Recently, several companies in these industries were asked to participate in a Question and Answer (Q & A) regarding these trends and what they have created through innovation: flexibility, lower-cost products, customization, optimization, and hybridization.
Electronic Products: Unlike Analog Control Digital Control has flexibility in its ability to adapt to changes in line and load conditions. What are some examples of Digital Control recently introduced, and what are the benefits of these examples from a functional and an investment perspective?
Patrick Le Fèvre, Marketing and Communication Director, Ericsson Power Modules: One of the best-known examples is the ability to modify parameters without hardware changes.
Benefits include the ability to adjust the Point-of-Load output via software, providing the ability to set precise voltages to load requirements, and the simplifying of complex architectures such as multiple POLs operated in parallel. Additionally, systems architects have a high degree of monitoring and control capability at the system and board level with granularity to a single POL, which allows for monitoring of system behavior, application of specific power profiles, and the collecting of data for use in preventive maintenance.

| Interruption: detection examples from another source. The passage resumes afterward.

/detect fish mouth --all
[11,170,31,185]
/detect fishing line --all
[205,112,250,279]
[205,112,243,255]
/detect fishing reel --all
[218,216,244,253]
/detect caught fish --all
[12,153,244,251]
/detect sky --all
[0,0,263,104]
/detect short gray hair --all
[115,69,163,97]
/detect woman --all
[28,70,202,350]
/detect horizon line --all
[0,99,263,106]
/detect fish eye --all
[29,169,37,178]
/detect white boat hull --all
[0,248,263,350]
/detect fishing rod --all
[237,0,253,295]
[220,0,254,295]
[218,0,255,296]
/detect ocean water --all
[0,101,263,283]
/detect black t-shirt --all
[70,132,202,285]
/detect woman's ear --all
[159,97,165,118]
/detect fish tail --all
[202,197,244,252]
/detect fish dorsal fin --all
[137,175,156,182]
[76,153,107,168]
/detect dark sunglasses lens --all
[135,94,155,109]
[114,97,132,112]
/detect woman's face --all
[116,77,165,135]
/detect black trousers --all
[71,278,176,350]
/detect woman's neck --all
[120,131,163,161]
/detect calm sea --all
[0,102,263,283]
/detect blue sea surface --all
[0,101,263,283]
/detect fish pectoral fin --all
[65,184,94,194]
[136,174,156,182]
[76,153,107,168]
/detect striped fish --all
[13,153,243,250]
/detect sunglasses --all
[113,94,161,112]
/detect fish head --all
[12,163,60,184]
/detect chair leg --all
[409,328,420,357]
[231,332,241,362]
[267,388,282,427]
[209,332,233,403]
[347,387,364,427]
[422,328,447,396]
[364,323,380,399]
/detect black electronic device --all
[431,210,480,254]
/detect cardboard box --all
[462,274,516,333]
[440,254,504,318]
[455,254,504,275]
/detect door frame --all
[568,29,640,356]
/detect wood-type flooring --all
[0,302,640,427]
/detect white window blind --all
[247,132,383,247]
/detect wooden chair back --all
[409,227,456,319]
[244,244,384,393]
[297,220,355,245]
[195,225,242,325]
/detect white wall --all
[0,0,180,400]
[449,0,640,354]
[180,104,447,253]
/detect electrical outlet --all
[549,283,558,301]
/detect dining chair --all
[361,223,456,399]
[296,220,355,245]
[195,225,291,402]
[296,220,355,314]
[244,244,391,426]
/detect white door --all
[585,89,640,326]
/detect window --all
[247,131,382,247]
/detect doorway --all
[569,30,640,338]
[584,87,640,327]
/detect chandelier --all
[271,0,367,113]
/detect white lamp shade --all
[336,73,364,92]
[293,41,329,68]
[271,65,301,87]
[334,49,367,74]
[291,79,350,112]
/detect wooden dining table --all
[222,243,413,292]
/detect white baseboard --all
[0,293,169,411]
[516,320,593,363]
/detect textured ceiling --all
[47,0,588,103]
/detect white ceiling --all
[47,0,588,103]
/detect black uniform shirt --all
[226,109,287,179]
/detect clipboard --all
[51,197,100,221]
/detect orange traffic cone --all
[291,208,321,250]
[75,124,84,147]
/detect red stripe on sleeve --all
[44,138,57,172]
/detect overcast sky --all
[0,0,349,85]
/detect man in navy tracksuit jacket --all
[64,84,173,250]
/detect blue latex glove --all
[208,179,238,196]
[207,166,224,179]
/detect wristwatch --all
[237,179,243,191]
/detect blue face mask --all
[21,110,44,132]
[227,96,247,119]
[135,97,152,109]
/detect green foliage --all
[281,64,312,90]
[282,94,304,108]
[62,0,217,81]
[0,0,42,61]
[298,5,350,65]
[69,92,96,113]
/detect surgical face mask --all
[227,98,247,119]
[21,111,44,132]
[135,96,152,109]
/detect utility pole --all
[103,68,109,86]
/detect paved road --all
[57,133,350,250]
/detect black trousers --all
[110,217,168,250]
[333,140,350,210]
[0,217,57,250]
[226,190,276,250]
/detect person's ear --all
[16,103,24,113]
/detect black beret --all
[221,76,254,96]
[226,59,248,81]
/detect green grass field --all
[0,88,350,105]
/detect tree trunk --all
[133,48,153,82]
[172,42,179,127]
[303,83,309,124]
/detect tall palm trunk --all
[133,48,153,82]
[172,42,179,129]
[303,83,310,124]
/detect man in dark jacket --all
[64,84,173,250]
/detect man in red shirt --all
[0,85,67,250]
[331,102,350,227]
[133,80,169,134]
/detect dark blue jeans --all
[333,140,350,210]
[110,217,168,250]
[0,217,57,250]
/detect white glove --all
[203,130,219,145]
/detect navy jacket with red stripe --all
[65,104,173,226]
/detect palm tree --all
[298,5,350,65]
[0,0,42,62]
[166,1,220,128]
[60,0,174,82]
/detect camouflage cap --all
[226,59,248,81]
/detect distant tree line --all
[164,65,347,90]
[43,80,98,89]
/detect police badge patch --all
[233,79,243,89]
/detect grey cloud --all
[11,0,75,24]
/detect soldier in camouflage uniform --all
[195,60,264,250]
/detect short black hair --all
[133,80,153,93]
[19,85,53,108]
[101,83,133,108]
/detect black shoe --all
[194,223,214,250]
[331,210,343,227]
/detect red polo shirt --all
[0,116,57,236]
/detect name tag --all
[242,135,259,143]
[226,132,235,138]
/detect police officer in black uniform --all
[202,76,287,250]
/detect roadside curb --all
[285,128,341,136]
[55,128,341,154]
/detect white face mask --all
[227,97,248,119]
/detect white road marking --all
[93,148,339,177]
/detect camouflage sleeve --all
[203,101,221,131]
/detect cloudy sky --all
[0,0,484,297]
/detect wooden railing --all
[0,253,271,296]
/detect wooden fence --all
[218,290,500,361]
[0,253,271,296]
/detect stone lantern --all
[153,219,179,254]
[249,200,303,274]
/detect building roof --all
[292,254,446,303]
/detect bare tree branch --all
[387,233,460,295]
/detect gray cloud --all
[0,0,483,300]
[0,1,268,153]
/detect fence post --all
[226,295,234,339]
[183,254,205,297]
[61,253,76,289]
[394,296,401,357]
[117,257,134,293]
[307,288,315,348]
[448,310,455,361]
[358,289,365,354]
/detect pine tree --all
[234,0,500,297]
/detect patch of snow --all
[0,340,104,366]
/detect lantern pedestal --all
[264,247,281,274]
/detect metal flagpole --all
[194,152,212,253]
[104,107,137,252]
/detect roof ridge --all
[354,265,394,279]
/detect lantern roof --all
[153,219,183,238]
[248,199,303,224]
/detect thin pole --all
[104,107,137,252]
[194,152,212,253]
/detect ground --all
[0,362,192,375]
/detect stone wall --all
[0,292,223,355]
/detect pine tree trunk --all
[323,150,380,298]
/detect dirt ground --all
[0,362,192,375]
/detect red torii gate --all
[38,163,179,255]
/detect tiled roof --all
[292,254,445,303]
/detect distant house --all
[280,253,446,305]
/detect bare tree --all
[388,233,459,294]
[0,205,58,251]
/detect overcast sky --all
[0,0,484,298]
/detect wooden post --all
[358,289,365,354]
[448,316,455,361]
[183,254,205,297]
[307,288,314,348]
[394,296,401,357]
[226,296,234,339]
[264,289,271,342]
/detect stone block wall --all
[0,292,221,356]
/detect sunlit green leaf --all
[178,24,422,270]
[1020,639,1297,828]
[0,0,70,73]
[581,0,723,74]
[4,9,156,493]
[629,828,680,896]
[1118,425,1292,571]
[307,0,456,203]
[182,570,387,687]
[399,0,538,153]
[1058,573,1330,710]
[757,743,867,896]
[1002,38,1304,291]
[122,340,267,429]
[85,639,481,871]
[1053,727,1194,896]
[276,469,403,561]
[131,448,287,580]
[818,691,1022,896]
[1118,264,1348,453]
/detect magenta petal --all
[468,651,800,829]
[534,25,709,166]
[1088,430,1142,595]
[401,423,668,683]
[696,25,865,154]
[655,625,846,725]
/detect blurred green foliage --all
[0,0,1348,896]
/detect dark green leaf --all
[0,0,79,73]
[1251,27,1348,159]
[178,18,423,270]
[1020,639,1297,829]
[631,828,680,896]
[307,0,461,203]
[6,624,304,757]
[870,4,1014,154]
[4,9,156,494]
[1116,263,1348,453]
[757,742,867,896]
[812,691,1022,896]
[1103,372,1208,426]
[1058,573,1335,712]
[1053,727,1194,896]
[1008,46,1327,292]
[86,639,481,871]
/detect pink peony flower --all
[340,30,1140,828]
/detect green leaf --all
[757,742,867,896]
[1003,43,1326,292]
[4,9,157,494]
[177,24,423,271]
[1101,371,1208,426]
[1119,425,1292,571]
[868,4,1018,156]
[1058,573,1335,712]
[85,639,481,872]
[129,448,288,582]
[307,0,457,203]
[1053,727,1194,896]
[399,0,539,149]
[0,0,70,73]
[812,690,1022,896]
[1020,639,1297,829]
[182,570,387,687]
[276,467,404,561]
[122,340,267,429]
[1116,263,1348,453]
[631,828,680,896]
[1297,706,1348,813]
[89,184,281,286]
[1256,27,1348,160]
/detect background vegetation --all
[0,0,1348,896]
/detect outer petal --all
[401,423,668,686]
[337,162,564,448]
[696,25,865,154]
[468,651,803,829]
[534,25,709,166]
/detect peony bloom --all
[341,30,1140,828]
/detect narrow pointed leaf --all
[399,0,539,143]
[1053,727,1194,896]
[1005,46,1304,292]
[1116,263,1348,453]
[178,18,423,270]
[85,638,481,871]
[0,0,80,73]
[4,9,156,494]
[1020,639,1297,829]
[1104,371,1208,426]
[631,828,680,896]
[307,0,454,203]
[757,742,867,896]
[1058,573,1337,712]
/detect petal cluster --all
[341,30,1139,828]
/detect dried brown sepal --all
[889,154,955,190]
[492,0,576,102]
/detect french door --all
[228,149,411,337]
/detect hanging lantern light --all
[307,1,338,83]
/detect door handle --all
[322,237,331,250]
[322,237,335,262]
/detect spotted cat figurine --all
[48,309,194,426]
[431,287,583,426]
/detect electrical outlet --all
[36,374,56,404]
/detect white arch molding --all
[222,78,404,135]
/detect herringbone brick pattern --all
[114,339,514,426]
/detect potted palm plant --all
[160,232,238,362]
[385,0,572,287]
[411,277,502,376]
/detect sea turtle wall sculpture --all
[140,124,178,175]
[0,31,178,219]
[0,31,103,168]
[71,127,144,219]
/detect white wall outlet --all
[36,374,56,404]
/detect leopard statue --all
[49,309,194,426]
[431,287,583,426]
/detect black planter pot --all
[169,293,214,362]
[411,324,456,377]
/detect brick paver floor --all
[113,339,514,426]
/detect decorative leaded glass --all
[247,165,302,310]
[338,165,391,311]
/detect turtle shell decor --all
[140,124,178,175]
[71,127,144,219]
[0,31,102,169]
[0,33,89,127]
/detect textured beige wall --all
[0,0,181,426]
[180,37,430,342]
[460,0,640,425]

Mark Adams, Senior Vice President, CUI Inc.: Most controllers introduced recently have a type of auto-compensation scheme. Once the gold standard, it is now a minimum standard for consideration as a viable digital controller for high-value platforms.
Intersil recently introduced the ZL8800 family, which advances the scheme. Instead of a cycle-by-cycle concept, the controller provides an "always" compensated circuit with the ChargeMode Control.
The advantage of an auto-compensated controller is the ability to have an "always optimized" power supply. As a result designers can forgo the practice of building in margins for component aging, manufacturing variations, and temperature, which tend to mean higher concept cost and longer design cycles, and engineers do not have to rely on a fixed compensation in design - worst case scenario versus best case scenario.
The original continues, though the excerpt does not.